En creusant aux alentours du pilier, il découvrit rapidement plusieurs grandes jarres remplies de pièces d’or. La découverte de ce trésor fit de lui un homme très riche.
Par la suite, il essaya souvent d’écouter les conversations des Fourmis. Mais il ne put plus jamais les entendre. L’onguent de la déesse n’avait ouvert ses oreilles à leur langage mystérieux que pour une seule journée.
Comme ce dévot chinois, je dois avouer que je suis une personne très ignorante et naturellement incapable d’entendre la conversation des fourmis. Mais la Fée de la Science touche parfois mes oreilles et mes yeux de sa baguette ; et alors, pendant un court instant, je suis capable d’entendre des choses inaudibles et de percevoir des choses imperceptibles.
Pour la même raison qu’il est considéré comme malhonnête, dans certains milieux, de prétendre qu’un peuple non chrétien a engendré une civilisation moralement supérieure à la nôtre, certains n’apprécieront pas ce que je vais dire sur les fourmis. Mais il existe des hommes, infiniment plus sages que je ne pourrai jamais l’être, qui envisagent les insectes et les civilisations indépendamment des bienfaits du christianisme ; et je trouve encourageant dans la nouvelle édition de Cambridge Natural History, qui contient les remarques suivantes du professeur David Sharp concernant les fourmis :
L’observation a révélé des phénomènes des plus remarquables dans la vie de ces insectes. Force est de constater qu’ils ont acquis, à bien des égards, l’art de vivre en société plus parfaitement que notre propre espèce ; et qu’ils nous ont devancés dans l’acquisition de certaines industries et de certains arts qui facilitent grandement la vie en société.
Je suppose que quelques personnes bien informées contesteront cette affirmation simple d’un spécialiste expérimenté. L’homme de science contemporain n’est pas enclin à se montrer sentimental à propos des fourmis ou des abeilles ; mais il n’hésitera pas à reconnaître que, du point de vue de l’évolution sociale, ces insectes semblent avoir progressé « plus que l’homme ». M. Herbert Spencer, que personne n’accusera de tendances romantiques, va bien plus loin que le professeur Sharp, en nous montrant que les fourmis sont, de manière très concrète, éthiquement et économiquement en avance sur l’humanité, leur vie étant entièrement consacrée à des fins altruistes. De fait, le professeur Sharp nuance, un peu inutilement, son éloge de la fourmi par cette observation prudente :
« La compétence de la fourmi diffère de celle de l’homme. Elle est vouée au bien-être de l’espèce plutôt qu’à celui de l’individu, qui est, pour ainsi dire, sacrifié ou spécialisé au profit de la communauté. »

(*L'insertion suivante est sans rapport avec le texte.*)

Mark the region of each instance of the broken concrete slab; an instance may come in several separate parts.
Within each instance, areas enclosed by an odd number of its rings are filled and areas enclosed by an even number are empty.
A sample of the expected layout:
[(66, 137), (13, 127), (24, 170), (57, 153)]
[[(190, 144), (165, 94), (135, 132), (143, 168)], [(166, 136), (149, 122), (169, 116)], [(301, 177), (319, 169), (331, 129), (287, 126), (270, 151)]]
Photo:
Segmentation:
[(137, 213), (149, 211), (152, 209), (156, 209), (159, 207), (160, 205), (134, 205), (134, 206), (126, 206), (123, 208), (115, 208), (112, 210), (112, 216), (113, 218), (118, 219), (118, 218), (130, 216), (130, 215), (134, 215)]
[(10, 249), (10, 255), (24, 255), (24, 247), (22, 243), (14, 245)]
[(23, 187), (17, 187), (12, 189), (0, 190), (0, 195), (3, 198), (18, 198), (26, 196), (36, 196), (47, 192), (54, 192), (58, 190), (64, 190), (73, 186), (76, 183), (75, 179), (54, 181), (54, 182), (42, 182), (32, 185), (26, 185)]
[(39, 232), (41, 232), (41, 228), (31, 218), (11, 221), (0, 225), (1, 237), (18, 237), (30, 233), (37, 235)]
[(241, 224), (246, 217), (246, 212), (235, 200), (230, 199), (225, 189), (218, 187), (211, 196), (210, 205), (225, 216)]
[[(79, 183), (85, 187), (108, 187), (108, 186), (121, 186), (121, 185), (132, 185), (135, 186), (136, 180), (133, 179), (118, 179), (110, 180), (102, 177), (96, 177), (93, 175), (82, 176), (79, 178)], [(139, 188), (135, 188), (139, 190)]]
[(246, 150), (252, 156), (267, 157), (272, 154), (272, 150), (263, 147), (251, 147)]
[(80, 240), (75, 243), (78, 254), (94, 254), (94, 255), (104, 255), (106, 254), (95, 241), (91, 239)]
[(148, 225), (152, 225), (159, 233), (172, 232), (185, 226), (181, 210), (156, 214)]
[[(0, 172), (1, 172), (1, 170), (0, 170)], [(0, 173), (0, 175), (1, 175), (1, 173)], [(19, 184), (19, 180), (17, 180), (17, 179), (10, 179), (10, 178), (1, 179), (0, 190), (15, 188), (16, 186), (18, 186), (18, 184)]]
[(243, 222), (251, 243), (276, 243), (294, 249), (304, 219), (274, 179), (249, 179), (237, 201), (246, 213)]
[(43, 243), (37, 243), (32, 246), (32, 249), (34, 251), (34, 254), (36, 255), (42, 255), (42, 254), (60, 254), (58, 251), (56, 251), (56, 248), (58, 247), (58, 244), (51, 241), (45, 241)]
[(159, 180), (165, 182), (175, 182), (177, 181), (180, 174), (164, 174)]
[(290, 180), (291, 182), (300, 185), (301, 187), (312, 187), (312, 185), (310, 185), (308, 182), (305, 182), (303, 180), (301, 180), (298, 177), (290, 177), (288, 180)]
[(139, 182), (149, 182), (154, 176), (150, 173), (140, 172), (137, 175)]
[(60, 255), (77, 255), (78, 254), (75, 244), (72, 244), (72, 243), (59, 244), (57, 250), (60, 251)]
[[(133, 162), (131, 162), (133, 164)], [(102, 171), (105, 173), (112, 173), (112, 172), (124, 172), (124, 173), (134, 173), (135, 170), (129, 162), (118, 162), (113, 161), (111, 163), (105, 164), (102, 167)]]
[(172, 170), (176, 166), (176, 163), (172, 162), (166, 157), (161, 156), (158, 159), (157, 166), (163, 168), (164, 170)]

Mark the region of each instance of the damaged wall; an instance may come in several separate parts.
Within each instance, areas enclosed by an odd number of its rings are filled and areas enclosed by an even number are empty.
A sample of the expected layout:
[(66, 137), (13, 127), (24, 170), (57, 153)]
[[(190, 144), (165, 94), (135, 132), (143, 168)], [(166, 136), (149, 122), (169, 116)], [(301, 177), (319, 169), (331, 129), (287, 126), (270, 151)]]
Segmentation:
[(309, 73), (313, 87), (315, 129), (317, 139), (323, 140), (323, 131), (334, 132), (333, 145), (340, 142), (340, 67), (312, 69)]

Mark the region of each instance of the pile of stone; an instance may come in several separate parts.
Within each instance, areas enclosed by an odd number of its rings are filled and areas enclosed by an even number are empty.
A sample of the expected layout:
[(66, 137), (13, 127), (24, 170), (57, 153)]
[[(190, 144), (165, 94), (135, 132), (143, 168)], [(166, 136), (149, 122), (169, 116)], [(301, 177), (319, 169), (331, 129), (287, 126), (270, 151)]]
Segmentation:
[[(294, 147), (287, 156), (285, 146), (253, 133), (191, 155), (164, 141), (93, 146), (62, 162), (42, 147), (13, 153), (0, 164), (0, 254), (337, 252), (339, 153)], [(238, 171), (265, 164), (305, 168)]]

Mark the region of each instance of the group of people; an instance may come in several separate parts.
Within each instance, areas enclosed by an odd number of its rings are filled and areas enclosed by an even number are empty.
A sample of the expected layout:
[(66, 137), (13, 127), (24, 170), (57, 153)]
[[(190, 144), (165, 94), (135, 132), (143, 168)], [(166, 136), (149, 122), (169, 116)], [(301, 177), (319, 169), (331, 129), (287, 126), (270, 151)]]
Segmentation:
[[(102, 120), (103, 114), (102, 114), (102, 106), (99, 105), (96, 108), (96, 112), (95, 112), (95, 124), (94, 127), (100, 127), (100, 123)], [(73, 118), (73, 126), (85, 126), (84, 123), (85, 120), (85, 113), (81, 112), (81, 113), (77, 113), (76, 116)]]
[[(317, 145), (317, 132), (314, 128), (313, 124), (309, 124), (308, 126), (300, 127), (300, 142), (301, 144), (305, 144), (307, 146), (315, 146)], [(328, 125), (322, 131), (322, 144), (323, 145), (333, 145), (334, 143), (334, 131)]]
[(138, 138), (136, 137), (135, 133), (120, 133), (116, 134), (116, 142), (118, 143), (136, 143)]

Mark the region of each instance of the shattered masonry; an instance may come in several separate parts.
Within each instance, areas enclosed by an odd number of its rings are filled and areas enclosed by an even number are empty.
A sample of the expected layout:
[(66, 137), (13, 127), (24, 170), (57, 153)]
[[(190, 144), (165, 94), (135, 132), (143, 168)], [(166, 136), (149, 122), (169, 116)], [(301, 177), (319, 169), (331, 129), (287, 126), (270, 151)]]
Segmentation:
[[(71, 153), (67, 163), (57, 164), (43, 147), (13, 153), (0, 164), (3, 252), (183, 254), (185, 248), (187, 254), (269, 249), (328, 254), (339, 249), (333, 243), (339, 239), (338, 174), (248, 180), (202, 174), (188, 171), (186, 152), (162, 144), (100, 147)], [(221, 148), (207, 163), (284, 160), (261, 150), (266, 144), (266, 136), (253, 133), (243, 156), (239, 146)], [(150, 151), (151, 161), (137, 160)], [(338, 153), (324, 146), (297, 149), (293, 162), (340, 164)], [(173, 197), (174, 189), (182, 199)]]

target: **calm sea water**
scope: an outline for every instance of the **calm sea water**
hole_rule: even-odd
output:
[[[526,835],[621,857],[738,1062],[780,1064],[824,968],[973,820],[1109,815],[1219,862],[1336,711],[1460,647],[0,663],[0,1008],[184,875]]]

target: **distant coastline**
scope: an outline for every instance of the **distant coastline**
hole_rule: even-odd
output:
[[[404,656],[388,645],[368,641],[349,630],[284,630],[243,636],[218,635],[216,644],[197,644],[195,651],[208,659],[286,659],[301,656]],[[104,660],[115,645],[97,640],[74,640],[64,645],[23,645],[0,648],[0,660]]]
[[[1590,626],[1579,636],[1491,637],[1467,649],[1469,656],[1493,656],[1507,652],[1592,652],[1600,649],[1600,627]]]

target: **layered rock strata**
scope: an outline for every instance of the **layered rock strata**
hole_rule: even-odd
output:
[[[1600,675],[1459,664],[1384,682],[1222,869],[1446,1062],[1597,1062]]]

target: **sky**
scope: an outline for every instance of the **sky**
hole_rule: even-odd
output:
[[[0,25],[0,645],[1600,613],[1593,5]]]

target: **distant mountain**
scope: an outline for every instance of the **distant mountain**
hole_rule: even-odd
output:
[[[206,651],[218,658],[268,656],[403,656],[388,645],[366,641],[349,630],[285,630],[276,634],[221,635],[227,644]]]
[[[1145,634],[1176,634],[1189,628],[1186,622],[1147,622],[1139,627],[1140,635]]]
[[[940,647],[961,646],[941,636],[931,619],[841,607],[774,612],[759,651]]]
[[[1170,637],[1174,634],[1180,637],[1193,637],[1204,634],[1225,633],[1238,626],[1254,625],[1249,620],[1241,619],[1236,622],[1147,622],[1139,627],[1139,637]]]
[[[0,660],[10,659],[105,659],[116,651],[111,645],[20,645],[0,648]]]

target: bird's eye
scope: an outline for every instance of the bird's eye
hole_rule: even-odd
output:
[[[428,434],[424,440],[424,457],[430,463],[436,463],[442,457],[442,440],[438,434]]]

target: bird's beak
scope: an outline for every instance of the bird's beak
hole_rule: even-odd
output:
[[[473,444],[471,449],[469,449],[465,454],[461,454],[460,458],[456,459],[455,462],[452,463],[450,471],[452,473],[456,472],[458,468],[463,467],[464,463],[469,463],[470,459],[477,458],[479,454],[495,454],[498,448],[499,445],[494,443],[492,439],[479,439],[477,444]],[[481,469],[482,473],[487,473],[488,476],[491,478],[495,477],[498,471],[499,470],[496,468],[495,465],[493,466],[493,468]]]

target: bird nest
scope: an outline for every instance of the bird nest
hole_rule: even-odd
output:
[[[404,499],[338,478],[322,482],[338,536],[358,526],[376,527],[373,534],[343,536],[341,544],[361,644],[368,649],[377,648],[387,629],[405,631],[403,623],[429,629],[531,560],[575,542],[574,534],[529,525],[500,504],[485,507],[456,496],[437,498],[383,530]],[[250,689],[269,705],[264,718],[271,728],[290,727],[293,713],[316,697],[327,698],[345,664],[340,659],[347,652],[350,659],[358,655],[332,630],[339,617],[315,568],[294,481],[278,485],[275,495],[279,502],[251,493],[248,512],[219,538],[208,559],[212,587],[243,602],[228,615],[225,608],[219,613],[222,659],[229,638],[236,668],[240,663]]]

L’implication évidente, selon laquelle tout état social où l’amélioration de l’individu est sacrifiée au bien commun laisse beaucoup à désirer, est probablement correcte, du point de vue humain. Car l’homme est encore imparfaitement évolué ; et la société humaine a beaucoup à gagner de son individualisation accrue. Mais en ce qui concerne les insectes sociaux, la critique implicite est discutable. « L’amélioration de l’individu », dit Herbert Spencer, « consiste à le rendre plus apte à la coopération sociale ; et celle-ci, étant propice à la prospérité sociale, est propice au maintien de l’espèce. » En d’autres termes, la valeur de l’individu ne peut être que relative à la société ; et cela étant admis, que le sacrifice de l’individu au profit de cette société soit bon ou mauvais dépend nécessairement de ce que la société pourrait gagner ou perdre par une individualisation accrue de ses membres… Mais comme nous le verrons bientôt, les conditions de la société des fourmis qui méritent le plus notre attention sont les conditions éthiques ; et celles-ci échappent à toute critique humaine, car elles réalisent l’idéal d’évolution morale décrit par M. Spencer comme « un état où l’égoïsme et l’altruisme sont si bien conciliés que l’un se fond dans l’autre ». Autrement dit, un état où le seul plaisir possible est celui de l’action désintéressée. Ou, pour citer M. Spencer, les activités de la société des insectes sont « des activités qui subordonnent si complètement le bien-être individuel à celui de la communauté que la vie individuelle semble n’être prise que dans la mesure nécessaire pour permettre de se consacrer pleinement à la vie sociale… l’individu ne prenant que la nourriture et le repos nécessaires à son maintien. »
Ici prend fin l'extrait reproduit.